POLICE authorities should worry about acts of indiscipline, corruption and criminality in the Force. The mass posting of police officers to numerous roadblocks, especially in the South East and South South has not deterred violent crimes like kidnapping and armed robbery.

In the South East, a large number of policemen, especially men of the Mobile Unit, has been farmed out to protect the illegal convoys of high net worth individuals and their families whenever these people are in town.

Some of the policemen “report to work”, complete with their AK 47 assault rifles, whenever their wealthy “customers” are in town, and return to base when these individuals leave. It is unimaginable that the police perform these assignments free, or that their superior officers do not know about these irregular postings.

Only recently, Lagos State Commissioner of Police, Mr Marvel Akpoyibo, personally arrested some officials of two banks and their police escorts who, against the directives of the police authorities, were engaged in conveying cash in bullion vans. The rule stipulates that movement of cash must be in bullet-proof vehicles.

After a wave of high fatalities among police officers escorting bullion vans, Deputy Inspector General of Police (Administration) Mr Uba Ringim, in a 28 September 2007 circular to all police commands expressed his dismay at the brazen disobedience of the Inspector General’s order that cash was to be moved only in armoured, bullet-proof vans.

Police authorities had also directed that any bank that refused to provide bullet-proof vans would not be obliged the services of police escorts.

“I love my policemen and I do not want them to be unnecessarily exposed to enemy fire while escorting insured cash…I cherish my men in the same way that the banks cherish their money,” Mr. Akpoyibo said after the arrest.

Hardly a day passes without virtually all the police commands in the country letting out police officers to escort bullion vans, thus continuing to endanger lives of their officers and men.

What happened to discipline and obedience of directives by constituted authority? As the primary state agency for the maintenance of law and order, the police must be guided by obedience to orders. This cherished tradition is often compromised by many officers helping themselves to acts of irregular conduct and corruption. Many are no longer concealing this fact.
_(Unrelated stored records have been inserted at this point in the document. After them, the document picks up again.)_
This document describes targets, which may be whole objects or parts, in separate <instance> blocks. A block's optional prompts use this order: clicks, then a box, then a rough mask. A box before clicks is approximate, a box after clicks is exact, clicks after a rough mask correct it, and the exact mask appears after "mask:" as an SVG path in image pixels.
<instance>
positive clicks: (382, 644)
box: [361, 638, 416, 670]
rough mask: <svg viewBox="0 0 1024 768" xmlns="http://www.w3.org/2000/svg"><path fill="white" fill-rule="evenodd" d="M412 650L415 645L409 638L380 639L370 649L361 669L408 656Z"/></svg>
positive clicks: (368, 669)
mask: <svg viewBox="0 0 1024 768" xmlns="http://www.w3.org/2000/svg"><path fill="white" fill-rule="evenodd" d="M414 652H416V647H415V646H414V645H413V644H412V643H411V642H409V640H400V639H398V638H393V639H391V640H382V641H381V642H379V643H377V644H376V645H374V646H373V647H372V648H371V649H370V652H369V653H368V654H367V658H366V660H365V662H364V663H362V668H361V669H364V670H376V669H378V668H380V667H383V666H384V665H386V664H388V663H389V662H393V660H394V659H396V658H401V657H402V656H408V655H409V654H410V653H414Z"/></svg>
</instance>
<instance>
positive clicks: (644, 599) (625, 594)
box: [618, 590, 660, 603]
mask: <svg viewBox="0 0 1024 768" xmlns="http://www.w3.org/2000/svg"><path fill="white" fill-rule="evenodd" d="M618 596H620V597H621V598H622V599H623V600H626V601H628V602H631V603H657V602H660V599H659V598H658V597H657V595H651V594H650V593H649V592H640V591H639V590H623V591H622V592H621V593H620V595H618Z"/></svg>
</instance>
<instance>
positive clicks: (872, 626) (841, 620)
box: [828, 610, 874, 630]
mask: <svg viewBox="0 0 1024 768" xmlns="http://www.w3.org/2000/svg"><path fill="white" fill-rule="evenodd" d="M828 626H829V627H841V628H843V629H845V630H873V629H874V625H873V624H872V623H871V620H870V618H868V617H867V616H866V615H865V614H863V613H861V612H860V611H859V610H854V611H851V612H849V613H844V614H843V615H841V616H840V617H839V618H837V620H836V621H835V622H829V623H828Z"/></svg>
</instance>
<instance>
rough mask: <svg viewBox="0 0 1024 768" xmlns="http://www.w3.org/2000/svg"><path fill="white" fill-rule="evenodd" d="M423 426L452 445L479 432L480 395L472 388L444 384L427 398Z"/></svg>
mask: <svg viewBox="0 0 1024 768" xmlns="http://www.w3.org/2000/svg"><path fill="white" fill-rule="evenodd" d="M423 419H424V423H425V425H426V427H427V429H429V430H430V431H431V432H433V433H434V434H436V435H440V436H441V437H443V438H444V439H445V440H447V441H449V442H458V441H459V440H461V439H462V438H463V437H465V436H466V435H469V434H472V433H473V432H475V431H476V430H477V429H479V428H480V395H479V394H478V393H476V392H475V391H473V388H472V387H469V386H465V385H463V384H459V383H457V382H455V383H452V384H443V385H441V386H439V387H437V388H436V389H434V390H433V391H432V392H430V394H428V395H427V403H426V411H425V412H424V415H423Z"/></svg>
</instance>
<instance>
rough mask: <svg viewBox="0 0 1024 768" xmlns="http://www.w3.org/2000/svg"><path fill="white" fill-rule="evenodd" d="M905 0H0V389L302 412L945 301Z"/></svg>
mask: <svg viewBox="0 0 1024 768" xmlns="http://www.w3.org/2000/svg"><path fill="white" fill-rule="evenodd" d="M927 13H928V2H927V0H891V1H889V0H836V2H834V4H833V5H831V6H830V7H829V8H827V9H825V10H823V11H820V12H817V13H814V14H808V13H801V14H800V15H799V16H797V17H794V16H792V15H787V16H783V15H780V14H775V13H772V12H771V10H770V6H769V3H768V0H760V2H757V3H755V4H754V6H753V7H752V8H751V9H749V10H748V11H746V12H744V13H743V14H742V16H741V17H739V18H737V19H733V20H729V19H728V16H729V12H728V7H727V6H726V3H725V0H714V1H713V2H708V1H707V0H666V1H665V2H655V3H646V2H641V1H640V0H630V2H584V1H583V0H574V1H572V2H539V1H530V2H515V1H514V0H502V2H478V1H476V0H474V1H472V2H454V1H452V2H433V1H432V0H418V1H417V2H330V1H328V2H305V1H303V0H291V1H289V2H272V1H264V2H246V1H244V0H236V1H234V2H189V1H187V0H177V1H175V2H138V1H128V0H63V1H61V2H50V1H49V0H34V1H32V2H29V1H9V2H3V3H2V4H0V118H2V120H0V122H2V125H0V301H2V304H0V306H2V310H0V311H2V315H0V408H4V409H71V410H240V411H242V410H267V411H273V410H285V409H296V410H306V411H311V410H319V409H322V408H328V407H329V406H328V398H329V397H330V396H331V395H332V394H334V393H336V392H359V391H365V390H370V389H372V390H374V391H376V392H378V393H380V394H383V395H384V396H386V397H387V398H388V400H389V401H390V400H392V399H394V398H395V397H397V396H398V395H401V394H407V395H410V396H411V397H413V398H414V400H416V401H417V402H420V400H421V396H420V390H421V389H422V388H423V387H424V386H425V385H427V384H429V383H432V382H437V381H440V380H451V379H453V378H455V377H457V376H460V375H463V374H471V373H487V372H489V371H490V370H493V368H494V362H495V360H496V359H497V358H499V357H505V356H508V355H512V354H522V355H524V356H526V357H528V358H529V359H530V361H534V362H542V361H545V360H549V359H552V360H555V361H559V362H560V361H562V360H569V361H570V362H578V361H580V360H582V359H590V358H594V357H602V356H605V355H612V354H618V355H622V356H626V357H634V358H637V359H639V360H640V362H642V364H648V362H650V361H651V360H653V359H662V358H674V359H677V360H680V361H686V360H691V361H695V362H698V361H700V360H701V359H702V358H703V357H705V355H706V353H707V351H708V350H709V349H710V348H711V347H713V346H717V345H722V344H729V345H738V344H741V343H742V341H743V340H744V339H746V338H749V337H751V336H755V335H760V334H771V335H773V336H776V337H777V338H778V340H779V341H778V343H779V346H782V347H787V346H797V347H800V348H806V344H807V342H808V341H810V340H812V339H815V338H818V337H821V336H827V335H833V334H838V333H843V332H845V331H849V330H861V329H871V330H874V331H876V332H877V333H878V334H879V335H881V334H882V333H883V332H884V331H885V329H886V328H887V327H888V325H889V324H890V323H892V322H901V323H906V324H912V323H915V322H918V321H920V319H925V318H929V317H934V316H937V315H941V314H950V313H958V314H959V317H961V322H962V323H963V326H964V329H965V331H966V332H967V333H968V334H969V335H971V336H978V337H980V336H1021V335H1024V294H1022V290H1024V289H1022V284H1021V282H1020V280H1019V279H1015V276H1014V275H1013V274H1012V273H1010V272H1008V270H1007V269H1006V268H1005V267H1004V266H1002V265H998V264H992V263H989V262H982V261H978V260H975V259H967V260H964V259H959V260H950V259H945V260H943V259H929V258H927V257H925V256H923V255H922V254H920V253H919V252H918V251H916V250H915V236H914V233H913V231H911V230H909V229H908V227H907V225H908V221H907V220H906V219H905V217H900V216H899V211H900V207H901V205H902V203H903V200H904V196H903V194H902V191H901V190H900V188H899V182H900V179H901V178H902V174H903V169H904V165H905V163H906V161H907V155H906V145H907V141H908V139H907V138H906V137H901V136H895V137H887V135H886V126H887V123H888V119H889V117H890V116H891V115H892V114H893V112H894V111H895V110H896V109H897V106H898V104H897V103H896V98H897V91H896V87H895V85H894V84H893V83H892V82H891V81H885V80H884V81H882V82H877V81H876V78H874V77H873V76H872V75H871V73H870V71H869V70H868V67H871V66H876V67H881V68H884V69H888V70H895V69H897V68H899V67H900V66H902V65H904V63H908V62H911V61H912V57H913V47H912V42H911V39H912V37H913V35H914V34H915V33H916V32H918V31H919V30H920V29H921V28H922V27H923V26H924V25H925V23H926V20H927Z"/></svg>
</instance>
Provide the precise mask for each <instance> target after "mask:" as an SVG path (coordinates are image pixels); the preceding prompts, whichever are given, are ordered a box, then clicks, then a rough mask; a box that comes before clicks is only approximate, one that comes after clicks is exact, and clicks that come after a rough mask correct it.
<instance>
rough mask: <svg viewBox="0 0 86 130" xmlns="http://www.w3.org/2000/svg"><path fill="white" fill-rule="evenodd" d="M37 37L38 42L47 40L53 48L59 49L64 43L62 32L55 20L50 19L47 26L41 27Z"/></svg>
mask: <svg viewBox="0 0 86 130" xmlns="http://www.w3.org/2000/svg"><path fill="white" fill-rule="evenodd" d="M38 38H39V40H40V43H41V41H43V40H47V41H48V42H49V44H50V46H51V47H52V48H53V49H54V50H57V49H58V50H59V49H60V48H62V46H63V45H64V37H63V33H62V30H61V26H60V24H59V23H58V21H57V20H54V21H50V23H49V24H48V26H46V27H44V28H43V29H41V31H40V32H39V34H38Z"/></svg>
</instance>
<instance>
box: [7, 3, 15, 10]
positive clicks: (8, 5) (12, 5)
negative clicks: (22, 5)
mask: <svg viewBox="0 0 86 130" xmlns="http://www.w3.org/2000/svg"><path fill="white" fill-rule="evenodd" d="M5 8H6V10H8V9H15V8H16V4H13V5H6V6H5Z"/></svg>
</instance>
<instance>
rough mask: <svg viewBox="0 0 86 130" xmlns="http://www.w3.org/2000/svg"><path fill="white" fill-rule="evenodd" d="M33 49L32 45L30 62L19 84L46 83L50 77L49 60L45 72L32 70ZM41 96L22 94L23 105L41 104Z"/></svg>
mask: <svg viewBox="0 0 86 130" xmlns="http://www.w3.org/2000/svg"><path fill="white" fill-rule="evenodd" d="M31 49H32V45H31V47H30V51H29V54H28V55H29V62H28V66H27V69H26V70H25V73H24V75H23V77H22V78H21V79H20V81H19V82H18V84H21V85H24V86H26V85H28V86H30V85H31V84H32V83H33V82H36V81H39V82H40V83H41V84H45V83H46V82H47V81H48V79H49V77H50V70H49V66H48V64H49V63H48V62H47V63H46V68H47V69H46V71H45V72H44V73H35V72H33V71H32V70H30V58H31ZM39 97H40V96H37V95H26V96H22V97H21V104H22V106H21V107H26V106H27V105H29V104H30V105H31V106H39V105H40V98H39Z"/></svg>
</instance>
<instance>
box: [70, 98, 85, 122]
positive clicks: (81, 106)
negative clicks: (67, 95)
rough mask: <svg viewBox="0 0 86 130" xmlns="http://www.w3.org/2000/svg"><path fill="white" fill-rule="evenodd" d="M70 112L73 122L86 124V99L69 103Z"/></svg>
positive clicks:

Some of the commercial vehicles with incomplete documentation belong to policemen, who have the effrontery to paint some parts of the buses in police colours or inscribe MOPOL (mobile police) on them.

Criminals explore the preferential waivers these vehicles get during checks for their operations.
Officers now know that when the police authorities say the checkpoints should be dismantled, they do not mean it.

When they vow to withdraw policemen guarding politicians and the rich, they cannot implement it for the obvious selfish gain from such illegal postings. In the same way, the directive on the withdrawal of police escorts from vans that are not bullet-proof is ignored.

The police must address discipline and tackle corruption among its officers and men, otherwise, the occasional arrest of erring officers, which is usually given wide media publicity, will become empty propaganda.